Saturday, November 14, 2009

EJB3 – The much improved easy-to-use server-side component model

Earlier EJB versions have been criticized for their heavy-weight components model, but with EJB3 drastic improvements have been made to offer best possible server-side component available in the industry.

The primary goal of EJB3 is to reduce complexity EJB development model and provide ease-of-use and faster development approach to server-side components.

EJB3 has edge over other competing technologies with respect to server-side component model and I have highlighted some of the points below:
1. Annotations – The powerful feature of J2SE 1.5 contributes to the ease of development of EJB components. Using annotations, its “piece-of-cake” to convert a POJO to an Enterprise Bean.

2. Interceptors & Dependency Injection (DI) – DI provides optimization by resource injection during compile-time and frameworks like Spring have been using it for a long time. Utilizing the latest features of Core Java (J2SE 1.5 onwards), DI contributes in optimizing EJB3 development using Interceptors.
Developers can concentrate on business logic only and even log messages, security, etc. can be handled by Interceptors, which can be applied at method level or component level.

3. Elimination of Extra Classes – With EJB3, there is no need to provide Home Interface for Session Beans. Also, required interfaces for persistence entities have been eliminated as well.

4. Replacement of Entity Beans – Heavyweight Entity beans have been replaced by lightweight JPA Entities (POJO based) and it is a major shift in the way persistence has been handled so far. JPA takes the best of all worlds by providing best features of ORM tools (Hibernate, TopLink, IBATIS) , EJB2.1 CMP persistence model and JDOs.

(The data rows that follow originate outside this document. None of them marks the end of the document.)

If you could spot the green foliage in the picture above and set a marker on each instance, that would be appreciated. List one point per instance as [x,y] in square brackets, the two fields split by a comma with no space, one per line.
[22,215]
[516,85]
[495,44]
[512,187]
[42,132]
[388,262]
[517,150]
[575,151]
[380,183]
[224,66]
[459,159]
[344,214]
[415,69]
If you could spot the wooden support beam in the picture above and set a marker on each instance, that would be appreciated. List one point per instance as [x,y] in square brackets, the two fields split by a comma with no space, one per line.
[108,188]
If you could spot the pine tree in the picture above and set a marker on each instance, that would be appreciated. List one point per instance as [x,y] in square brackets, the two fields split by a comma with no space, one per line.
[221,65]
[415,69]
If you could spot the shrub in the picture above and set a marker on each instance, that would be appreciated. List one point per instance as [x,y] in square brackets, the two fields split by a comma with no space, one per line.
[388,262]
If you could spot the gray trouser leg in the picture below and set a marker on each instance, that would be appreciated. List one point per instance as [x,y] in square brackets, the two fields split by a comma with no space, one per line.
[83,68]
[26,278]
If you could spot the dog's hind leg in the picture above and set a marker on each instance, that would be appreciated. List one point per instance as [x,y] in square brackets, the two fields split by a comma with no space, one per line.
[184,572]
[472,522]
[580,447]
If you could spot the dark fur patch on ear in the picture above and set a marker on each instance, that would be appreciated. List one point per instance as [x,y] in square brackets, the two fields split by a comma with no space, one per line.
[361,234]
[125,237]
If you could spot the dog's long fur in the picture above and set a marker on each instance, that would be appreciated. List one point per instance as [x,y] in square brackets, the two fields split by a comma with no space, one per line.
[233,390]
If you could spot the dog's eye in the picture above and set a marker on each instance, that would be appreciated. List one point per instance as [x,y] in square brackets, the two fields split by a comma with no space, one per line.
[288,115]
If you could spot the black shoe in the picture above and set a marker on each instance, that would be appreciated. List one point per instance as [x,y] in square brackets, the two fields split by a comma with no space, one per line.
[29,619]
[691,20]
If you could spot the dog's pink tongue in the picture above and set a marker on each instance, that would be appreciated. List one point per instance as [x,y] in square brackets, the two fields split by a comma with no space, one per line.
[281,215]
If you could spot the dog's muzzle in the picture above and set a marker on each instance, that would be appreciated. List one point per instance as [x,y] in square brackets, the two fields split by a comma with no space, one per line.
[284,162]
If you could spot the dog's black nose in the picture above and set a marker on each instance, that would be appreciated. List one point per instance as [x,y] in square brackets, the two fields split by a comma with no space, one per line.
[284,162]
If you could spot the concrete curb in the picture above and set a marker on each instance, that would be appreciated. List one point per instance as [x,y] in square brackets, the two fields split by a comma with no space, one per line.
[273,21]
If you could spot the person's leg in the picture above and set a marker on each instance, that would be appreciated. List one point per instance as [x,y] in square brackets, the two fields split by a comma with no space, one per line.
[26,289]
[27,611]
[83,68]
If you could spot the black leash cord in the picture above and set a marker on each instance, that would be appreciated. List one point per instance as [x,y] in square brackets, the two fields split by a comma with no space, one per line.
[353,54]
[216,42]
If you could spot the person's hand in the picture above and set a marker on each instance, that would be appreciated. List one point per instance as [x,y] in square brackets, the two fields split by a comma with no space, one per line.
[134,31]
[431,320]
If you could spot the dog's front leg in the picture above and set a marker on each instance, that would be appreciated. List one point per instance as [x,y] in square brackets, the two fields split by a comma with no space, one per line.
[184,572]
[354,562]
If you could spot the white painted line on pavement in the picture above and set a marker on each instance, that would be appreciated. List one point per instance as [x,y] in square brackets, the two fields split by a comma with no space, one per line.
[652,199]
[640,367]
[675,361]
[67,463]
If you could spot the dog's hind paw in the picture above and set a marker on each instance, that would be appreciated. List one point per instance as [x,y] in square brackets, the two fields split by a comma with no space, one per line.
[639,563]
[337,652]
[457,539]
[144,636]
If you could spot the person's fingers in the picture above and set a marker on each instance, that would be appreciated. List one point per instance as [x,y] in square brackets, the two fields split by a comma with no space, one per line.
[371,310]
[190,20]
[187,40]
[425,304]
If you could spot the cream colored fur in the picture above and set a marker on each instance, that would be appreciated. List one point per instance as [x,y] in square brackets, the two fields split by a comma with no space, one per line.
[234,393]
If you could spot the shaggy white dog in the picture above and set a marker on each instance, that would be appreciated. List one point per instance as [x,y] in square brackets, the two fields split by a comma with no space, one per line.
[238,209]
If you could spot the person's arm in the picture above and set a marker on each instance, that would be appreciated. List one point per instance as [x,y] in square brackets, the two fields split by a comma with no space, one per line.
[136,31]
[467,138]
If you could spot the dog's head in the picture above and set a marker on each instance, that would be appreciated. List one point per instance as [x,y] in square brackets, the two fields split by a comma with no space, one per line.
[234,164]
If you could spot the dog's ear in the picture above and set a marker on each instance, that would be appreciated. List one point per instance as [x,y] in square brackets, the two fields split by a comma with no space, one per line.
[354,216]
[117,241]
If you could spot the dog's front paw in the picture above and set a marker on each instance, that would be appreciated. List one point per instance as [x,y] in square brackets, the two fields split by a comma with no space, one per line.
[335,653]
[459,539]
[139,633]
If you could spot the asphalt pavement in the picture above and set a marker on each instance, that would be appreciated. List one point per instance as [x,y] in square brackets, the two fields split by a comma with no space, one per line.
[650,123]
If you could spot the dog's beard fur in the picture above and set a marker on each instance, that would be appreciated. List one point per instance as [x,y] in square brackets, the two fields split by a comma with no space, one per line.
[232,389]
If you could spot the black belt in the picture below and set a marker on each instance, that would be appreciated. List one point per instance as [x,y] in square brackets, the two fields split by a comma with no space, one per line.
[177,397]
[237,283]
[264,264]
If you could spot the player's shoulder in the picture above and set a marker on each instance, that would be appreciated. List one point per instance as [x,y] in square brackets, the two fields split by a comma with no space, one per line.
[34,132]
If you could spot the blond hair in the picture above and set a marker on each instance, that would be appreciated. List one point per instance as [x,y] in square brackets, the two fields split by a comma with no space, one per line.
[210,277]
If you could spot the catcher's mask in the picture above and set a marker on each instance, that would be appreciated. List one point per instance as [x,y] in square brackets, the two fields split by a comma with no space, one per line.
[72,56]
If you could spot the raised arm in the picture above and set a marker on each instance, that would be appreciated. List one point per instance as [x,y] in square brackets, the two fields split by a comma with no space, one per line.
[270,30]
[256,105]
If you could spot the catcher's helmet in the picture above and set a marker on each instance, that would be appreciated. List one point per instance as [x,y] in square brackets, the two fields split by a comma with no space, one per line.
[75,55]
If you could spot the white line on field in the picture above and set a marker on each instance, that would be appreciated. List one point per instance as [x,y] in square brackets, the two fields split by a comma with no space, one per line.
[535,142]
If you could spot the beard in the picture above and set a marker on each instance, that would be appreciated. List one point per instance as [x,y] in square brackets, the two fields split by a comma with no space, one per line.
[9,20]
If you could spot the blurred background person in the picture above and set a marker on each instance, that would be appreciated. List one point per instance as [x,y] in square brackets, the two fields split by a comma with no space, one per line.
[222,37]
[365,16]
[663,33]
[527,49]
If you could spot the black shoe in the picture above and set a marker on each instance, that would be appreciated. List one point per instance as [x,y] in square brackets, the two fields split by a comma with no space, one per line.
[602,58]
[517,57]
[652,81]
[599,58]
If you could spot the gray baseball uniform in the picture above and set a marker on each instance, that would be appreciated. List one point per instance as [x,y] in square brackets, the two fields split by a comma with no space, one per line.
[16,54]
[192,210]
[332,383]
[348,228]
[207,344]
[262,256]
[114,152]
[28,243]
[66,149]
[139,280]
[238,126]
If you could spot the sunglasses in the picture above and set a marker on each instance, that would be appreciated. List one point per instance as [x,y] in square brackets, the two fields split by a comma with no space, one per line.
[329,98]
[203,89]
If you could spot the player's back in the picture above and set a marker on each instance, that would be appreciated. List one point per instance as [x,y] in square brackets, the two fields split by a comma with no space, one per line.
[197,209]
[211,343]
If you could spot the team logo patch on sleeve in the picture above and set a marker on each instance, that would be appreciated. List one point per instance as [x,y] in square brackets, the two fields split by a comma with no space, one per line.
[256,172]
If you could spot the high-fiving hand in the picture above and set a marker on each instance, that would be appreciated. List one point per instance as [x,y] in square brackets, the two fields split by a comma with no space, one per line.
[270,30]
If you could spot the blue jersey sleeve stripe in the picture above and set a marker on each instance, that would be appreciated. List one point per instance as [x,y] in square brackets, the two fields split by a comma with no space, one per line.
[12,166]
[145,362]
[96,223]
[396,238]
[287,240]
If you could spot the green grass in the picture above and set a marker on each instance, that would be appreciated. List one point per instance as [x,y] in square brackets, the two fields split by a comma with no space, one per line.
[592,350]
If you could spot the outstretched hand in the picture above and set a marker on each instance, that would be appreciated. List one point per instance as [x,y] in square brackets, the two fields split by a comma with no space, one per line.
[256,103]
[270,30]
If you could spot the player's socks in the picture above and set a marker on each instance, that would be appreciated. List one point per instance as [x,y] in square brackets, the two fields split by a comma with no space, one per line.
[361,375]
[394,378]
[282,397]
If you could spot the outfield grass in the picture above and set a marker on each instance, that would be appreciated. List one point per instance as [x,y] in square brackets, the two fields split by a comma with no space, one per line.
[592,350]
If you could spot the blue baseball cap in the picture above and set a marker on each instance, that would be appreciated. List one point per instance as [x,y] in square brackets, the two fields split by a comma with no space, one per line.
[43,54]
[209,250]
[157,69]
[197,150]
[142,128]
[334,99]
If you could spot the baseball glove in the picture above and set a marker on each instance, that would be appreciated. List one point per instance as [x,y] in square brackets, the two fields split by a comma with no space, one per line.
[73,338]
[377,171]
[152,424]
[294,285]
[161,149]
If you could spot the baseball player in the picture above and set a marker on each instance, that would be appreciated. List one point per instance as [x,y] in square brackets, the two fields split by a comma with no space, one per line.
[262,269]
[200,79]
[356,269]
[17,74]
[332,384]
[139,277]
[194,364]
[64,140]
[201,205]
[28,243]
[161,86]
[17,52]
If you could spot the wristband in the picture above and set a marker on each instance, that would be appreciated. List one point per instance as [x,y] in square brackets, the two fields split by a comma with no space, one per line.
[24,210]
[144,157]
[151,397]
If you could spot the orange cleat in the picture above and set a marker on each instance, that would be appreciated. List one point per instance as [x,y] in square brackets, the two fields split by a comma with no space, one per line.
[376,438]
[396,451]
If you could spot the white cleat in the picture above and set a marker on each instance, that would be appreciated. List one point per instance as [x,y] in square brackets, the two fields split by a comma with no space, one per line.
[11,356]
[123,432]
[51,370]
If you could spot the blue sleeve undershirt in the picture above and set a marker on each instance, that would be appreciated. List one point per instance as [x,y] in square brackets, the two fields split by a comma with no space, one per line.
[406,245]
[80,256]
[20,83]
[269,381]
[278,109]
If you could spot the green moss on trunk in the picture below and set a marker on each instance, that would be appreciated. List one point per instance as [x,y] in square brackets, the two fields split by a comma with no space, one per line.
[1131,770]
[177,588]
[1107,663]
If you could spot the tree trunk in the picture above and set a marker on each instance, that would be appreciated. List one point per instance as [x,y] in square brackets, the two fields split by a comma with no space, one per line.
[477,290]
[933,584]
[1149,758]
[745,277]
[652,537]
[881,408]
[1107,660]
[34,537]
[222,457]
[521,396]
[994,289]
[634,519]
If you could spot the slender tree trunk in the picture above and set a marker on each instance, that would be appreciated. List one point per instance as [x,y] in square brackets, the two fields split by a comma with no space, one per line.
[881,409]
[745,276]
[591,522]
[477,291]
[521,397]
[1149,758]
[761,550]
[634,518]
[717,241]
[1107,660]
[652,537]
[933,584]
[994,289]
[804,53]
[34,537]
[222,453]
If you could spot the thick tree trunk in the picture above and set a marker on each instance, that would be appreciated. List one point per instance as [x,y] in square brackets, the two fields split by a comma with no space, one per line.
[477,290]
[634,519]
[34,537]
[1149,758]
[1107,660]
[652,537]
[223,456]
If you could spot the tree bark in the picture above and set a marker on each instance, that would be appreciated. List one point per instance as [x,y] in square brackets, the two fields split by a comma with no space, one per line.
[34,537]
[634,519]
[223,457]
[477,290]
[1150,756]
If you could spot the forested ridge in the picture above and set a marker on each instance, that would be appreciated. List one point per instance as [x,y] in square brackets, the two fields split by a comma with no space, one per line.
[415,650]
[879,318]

5. Optional Callback Methods – Container Callback methods are optional and developers are no longer need to provide empty methods (general practice earlier) for these methods.

6. POJO Model – EJB3 has finally accepted plain Java objects for local/remote & enterprise bean classes and there is no need to implement any interface or extend any class. Annotations simplifies this process and bean type/client type are indicated by using annotations.

Though industry has already started using other persistence models (specially heavily relying on ORM tools) & POJO based frameworks for server-side component models, EJB3 has come up with new improved and standardized approach and it might be the revival of it.

Best of Luck to EJB3 model!!


  1. Great article. I wanted to know more about the ORM. I wanted to know how far EJBs have gone in terms of Object Oriented model. Does the new EJB support inheritence, hierarchy?
    That is something which has been the major differentiator between EJB and other ORM like Hibernate or Kodo.

  2. Well written - I almost thought I understood it there for a minute. . .

  3. EJB3 has all the answers in respect to persistence like ORM and it uses JPA Entities for ORA, which is standardized ORM. JPA supports inheritance as it is based on the concepts on OOPS only and uses class hierarchy, much simpler right!!